[feat] Add NoDuplicatesFastBatchSampler #3611

hotchpotch · 2026-01-09T07:43:46Z

The current NoDuplicatesBatchSampler can become significantly slow when working with datasets that have many duplicate values across query / positive / negatives columns, especially with large batch sizes (e.g., bs=8192). This is particularly noticeable with triplet or hard negatives data.

Summary of Changes

This PR adds NoDuplicatesFastBatchSampler, which speeds up duplicate checking by pre-computing xxhash 64-bit values for each sample using datasets.map(). It maintains the same batch construction policy as NoDuplicatesBatchSampler (avoiding duplicates within a batch) while significantly improving performance.

Since this approach increases memory usage, both options are provided:

NO_DUPLICATES: Existing sampler (memory-efficient)
NO_DUPLICATES_FAST: New sampler (faster, but uses more memory)

Benchmarks (MS MARCO)

Benchmarked using the following HuggingFace datasets:

sentence-transformers/msmarco-co-condenser-margin-mse-sym-mnrl-mean-v1 / triplet-hard
sentence-transformers/msmarco-co-condenser-margin-mse-sym-mnrl-mean-v1 / triplet-50

Conditions

Batch size: 128 and 8192
Hash parallelization: num_proc=8
Progress bar disabled (--no-progress-bar)

The table below summarizes execution time, memory usage, and batch counts. Memory is measured using USS (Unique Set Size). The fast sampler stores hash values as NumPy int64 arrays, which accounts for the increased memory usage.
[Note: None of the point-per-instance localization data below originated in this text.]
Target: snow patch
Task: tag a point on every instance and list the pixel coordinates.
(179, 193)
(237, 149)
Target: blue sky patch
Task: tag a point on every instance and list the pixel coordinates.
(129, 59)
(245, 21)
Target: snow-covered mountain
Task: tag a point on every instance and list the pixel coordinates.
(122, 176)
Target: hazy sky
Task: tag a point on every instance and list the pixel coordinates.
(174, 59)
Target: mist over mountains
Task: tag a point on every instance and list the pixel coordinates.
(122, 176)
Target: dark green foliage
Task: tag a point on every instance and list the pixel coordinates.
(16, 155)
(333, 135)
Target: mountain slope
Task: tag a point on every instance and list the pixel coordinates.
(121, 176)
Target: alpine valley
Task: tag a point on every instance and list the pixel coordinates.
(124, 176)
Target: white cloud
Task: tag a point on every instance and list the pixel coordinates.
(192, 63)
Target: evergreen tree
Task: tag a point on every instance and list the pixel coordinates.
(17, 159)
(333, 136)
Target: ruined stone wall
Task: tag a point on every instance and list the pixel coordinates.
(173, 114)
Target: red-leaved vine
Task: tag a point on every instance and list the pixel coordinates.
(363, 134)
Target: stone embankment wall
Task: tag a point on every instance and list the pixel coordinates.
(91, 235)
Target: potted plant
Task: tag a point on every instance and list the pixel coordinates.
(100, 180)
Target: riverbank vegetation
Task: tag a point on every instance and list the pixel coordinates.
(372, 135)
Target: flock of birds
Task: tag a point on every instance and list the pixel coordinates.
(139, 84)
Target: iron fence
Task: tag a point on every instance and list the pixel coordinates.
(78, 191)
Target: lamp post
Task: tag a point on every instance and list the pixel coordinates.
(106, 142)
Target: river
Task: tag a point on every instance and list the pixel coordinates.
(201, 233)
The original NO_DUPLICATES checks values on-the-fly and does not increase memory usage.

dataset	sampler	bs	total_time	hash_time	hash_uss_current	hash_uss_peak	batches (ideal/delta)
triplet-50	NO_DUPLICATES	128	71.386s	n/a	n/a	n/a	3929 (ideal=3929, delta=0)
triplet-50	NO_DUPLICATES_FAST	128	3.496s	3.724s	211.61MiB	211.62MiB	3929 (ideal=3929, delta=0)
triplet-50	NO_DUPLICATES	8192	283.215s	n/a	n/a	n/a	58 (ideal=61, delta=3)
triplet-50	NO_DUPLICATES_FAST	8192	6.835s	3.723s	201.52MiB	201.54MiB	58 (ideal=61, delta=3)
triplet-hard	NO_DUPLICATES	128	405.658s	n/a	n/a	n/a	91114 (ideal=91114, delta=0)
triplet-hard	NO_DUPLICATES_FAST	128	261.424s	4.674s	314.26MiB	510.76MiB	91114 (ideal=91114, delta=0)
triplet-hard	NO_DUPLICATES	8192	171.853s	n/a	n/a	n/a	1423 (ideal=1423, delta=0)
triplet-hard	NO_DUPLICATES_FAST	8192	21.567s	4.579s	313.82MiB	526.93MiB	1423 (ideal=1423, delta=0)

Environment: Ryzen 9 7950 (num_proc=8), Ubuntu 24

Memory Considerations

This implementation stores hash values as int64 NumPy ndarrays, which increases memory usage compared to the current NoDuplicatesBatchSampler.
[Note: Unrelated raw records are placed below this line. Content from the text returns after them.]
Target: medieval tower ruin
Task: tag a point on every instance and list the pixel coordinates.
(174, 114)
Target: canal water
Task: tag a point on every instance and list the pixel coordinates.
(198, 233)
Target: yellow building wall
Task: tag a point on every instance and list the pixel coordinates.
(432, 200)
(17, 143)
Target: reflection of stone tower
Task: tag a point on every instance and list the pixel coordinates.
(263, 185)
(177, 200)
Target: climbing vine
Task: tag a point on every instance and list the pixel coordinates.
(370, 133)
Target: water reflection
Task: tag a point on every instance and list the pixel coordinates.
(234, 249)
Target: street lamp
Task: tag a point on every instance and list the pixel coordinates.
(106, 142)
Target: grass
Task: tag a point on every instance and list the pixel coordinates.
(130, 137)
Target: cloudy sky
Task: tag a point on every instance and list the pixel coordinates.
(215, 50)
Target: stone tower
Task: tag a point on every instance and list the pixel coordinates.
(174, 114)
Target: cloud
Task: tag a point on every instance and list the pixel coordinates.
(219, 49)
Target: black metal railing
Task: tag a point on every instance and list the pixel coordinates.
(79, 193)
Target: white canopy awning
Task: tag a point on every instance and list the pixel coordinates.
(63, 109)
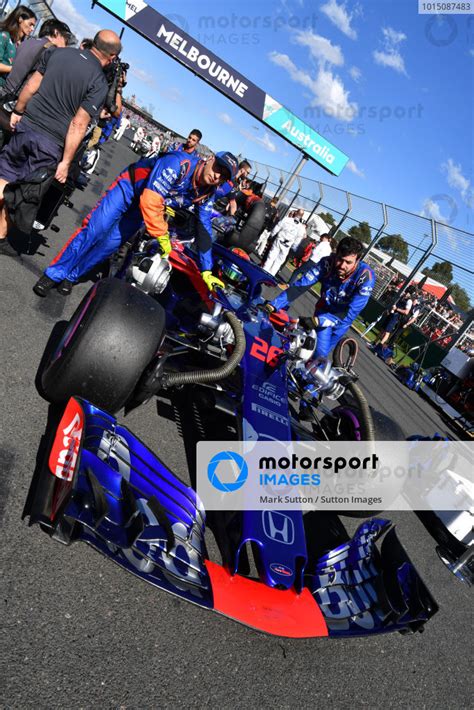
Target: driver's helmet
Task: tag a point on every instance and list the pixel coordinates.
(231, 271)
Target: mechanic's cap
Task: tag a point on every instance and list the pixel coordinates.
(229, 162)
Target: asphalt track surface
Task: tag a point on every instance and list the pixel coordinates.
(79, 632)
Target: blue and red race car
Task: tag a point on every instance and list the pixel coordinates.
(232, 372)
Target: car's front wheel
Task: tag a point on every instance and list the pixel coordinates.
(113, 335)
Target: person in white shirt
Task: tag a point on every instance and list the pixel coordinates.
(323, 248)
(155, 147)
(138, 136)
(286, 233)
(124, 124)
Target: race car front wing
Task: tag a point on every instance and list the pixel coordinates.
(102, 485)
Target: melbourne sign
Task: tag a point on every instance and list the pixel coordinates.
(178, 44)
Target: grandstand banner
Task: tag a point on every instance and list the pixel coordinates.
(170, 38)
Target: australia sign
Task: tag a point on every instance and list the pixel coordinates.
(183, 48)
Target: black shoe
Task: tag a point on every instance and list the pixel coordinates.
(43, 285)
(266, 307)
(65, 287)
(6, 248)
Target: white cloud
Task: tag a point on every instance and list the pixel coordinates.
(354, 169)
(264, 142)
(339, 16)
(172, 93)
(225, 118)
(327, 89)
(79, 24)
(355, 73)
(142, 76)
(390, 56)
(458, 181)
(393, 36)
(432, 210)
(319, 47)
For reference, using sentence-transformers/msmarco-co-condenser-margin-mse-sym-mnrl-mean-v1:

triplet-50 (503,302 rows): ~200MiB additional memory
triplet-hard (11,662,655 rows): ~314MiB additional memory

Therefore, users can choose between:

NO_DUPLICATES: Memory-efficient (existing)
NO_DUPLICATES_FAST: Faster (new)

How It Works

On first iteration only: Use datasets.map() to retrieve all values from query / positive / negatives columns
Hash strings using xxhash 64-bit
Store hash arrays per row as NumPy arrays (assumes fixed-length rows, which is valid since query, positive, and negatives columns are consistent within a dataset)
In __iter__, use hash arrays for fast duplicate checking while constructing batches

Implementation Notes

While xxhash64 can theoretically produce hash collisions, the probability is extremely low. Even if a collision occurs, it would only result in excluding a non-duplicate sample from the same batch, which has minimal impact on training. Therefore, this is considered negligible in practice.
Hashing is parallelized using datasets.map(..., num_proc=N) for speed.
I haven't found other places in this project that use multiprocessing in a similar way. If a different implementation style is preferred, or if parallelization should be avoided, please let me know.
The number of parallel workers is capped at 8 even on machines with more cores. Feedback on whether this default is appropriate is welcome.
Suggestions for better optimization approaches or alternative implementations are also welcome.

Benchmark Commands

# triplet-50, bs=128
python examples/sentence_transformer/evaluation/evaluation_no_dup_batch_sampler_speed.py \
  --dataset-subset triplet-50 --batch-size 128 --target default --target fast --no-progress-bar --measure-hash-uss --num-proc 8

# triplet-50, bs=8192
python examples/sentence_transformer/evaluation/evaluation_no_dup_batch_sampler_speed.py \
  --dataset-subset triplet-50 --batch-size 8192 --target default --target fast --no-progress-bar --measure-hash-uss --num-proc 8

# triplet-hard, bs=128
python examples/sentence_transformer/evaluation/evaluation_no_dup_batch_sampler_speed.py \
  --dataset-subset triplet-hard --batch-size 128 --target default --target fast --no-progress-bar --measure-hash-uss --num-proc 8

# triplet-hard, bs=8192
python examples/sentence_transformer/evaluation/evaluation_no_dup_batch_sampler_speed.py \
  --dataset-subset triplet-hard --batch-size 8192 --target default --target fast --no-progress-bar --measure-hash-uss --num-proc 8

Feedback and suggestions are appreciated!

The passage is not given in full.